Hacker News new | past | comments | ask | show | jobs | submit login

This best practice of committing often never made much sense to me. I find it typical that we as developers come up with such practices that start to control how we work instead of us focusing on getting work done. This practice makes even less sense when we make PRs that once merged are squashed into one commit?!

I try to make my commit history nice but the way people obsess about it, I don't think is productive.




I work in a way similar to the author, treating my micro commits like a videogame quick save. But many videogames separate "quick save" and "real save" in the UI and so do I.

I have a local branch, usually just called "wip" for work-in-progress and commit to it frequently. Then when I want to push to origin I pull all the contents from that branch into my "real branch" and commit it as one commit. Then delete the wip branch and repeat.
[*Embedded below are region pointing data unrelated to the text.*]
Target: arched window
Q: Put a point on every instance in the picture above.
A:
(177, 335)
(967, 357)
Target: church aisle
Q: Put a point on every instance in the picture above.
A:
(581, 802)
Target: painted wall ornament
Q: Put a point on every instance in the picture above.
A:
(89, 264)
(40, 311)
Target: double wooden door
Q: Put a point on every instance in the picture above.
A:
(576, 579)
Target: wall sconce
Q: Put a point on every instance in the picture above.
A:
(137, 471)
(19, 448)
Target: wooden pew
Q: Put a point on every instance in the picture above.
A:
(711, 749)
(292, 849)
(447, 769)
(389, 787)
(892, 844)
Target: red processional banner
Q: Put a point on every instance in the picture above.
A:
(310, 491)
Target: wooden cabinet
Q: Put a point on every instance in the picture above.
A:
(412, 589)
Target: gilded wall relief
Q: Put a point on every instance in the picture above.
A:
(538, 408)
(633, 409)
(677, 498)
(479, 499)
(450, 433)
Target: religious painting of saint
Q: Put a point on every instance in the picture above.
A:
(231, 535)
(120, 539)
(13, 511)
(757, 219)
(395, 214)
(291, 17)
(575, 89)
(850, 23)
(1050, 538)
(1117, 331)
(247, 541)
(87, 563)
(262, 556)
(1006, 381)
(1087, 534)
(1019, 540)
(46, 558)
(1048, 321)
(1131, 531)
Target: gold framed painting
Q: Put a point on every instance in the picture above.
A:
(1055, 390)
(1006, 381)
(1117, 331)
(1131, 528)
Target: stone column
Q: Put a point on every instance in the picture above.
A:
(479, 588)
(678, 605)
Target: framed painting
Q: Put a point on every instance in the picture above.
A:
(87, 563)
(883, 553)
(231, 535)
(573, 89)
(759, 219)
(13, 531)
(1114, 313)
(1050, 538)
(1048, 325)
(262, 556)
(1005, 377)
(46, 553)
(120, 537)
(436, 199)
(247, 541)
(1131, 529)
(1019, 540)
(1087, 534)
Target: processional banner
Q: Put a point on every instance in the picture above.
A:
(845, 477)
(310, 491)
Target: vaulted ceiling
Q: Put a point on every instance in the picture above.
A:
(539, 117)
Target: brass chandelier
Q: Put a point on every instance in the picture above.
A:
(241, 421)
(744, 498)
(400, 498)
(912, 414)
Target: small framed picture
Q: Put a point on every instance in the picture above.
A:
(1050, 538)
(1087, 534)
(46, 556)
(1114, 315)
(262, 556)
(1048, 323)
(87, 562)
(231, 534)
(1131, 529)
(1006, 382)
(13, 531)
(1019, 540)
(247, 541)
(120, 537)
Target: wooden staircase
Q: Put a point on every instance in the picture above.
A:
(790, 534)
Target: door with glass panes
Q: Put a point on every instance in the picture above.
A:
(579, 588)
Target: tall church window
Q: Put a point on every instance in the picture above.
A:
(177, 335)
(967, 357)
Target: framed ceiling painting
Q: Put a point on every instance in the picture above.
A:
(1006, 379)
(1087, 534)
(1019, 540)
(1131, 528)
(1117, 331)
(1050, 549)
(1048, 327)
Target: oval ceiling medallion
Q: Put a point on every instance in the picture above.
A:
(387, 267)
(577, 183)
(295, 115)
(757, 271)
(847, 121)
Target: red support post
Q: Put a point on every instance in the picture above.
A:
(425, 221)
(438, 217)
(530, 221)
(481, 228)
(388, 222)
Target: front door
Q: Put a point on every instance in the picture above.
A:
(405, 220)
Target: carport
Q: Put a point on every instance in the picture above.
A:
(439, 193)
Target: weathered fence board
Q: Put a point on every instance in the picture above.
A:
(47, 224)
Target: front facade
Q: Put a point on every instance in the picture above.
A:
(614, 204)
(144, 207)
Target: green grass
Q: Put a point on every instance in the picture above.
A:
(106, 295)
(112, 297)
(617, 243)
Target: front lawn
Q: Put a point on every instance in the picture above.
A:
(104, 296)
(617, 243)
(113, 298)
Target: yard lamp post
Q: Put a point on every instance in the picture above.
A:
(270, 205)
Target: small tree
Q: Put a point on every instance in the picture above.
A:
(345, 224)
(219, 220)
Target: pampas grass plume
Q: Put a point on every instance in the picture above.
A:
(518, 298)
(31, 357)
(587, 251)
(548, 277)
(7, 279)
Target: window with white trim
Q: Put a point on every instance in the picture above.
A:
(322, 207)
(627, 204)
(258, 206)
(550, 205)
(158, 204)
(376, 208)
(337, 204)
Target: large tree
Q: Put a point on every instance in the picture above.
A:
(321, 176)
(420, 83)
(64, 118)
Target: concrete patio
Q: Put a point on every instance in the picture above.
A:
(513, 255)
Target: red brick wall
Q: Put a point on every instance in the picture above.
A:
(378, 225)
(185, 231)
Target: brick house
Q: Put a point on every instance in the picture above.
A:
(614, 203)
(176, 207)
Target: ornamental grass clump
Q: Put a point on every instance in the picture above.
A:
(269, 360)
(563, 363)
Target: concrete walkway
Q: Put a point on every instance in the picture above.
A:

If I'm working on multiple tasks at once as my distracted brain loves to do, I'll have several wip branches. wip-new-hook-events, wip-update-sdk-version, wip-refactor-button-state. Sometimes the branches conflict with eachother, but dealing with that is worth being able to drop a task for a few days while I'm stumped or blocked. I also don't tend to micro commit when tests pass, just whenever I feel a smaller idea is either done, or I don't know how to progress yet.


I find it easier to use rebase for this than having to manage branches.


Rebase works if you're comfortable with it, but it would make working on multiple tasks at the same time a bit harder wouldn't it? I'll be honest I'm not great with rebase.

If you do 'git checkout wip .' it pulls in all the changes committed to your wip branch into the staging area of your current branch. Then you can just 'git commit -m "My meaningful commit message."'

That's the cool thing about git though, it has a lot of compatible workflows so you can do what's most comfortable personally.


I consider myself a git noob, but I do find myself using rebase several times weekly. It seems to get easier the more I use it, along with all other git tactics.

Why bundle all changes into a single commit? How can the commit message be meaningful at that point? Why not just submit multiple atomic commits?


Sometimes I do that if it makes sense, but usually in that case those would be new wip branches with my workflow. If I'm at the point where my changes make for a good single atomic commit, they're ready to be committed to the main branch and the existing wip branch deleted.

If I'm working on really small tasks where I know I'll be done quickly and won't need to look back at my earlier changes, I don't bother making a wip branch.


Any chance you still have the link to the micro-commits post you mentioned below? Even better, do you have a post on your blog describing your workflow? I'd love to read a concrete example and apply it in my daily work.


Oh man, I'll have to try that workflow! You describe exactly how my thought process works as well, but I never thought of doing that.


I picked up the process when I first read a blog post about micro commits and wanted to try it but my company standards didn't allow tons of commits to clog the history like that. It feels like the best of both worlds to me.

I'll also add that sometimes I do break them into a few commits on "real branch" if it makes more sense to do so, and I use a GUI tool for merging if I need to solve conflicts. I also don't really worry about commit messages being useful in the wip branches. Oftentimes the commit message is just "wip".


Luckily my company doesn't have much prescription about commit process, so its up to each team to determine what works for them and we've been pushing for small atomic commits (probably what you'd term micro-commits).

The idea is that each commit should be small enough to fit in one "page" of PR review, with source lines and test line diffs <150 each, and everything should be one integrated and independent change with unit tests all passing and deployable to prod, etc. Honestly, I can't see a downside to this, other than maybe taking a while to internalize this process and to properly decompose commits.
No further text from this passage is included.